О мировоззрении Курако, о его философии в юзовский период можно найти некоторые следы в воспоминаниях М. В. Луговцова: «Курако приходил иногда к нам домой, и мы вели длиннейшие разговоры на отвлеченные темы. Он любил философствовать, склонен был к этому и я. Нужно сказать, что в то время у российской интеллигенции было довольно смутное представление о роли работников промышленности. Исключение составляли редкие люди, вроде Менделеева. Если бы в то время я увидал в газете наименование завода или рудника, то это было бы что-то из ряда вон выходящее. О чем угодно можно было читать в газетах и в литературе, но только не о промышленности. А раз так, то создавалось впечатление, что люди мы второстепенные, малозначащие, занимающиеся каким-то неважным для общества делом. А для Курако промышленность была основой основ, он говорил, что забойщик или горновой — это творцы культуры.

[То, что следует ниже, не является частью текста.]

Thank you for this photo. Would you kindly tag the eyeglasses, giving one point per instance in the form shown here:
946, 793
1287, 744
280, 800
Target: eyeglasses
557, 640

Для него было ясно, что доменщик, хотя пребывает в неизвестности, хотя газеты о нем не пишут и литература его не трогает, — большой герой, и во всяком случае одно из главных колес, во всей машине. Я и раньше приходил к этим мыслям, но Курако был первый человек, мысли которого обо всем этом совпали с моими. Конечно, он формулировал это гораздо ярче, убедительнее, чем я. Для нас казалось несомненным, что мы, люди, делающие чугун, — это пуп земли. В разговорах с Курако я стал глубже понимать, что такое ценность труда, первичная, самодовлеющая ценность. Под влиянием Курако я научился смотреть на свое дело, как на большое служение людям, народу, культуре. Такая примерно, философия складывалась в наших разговорах».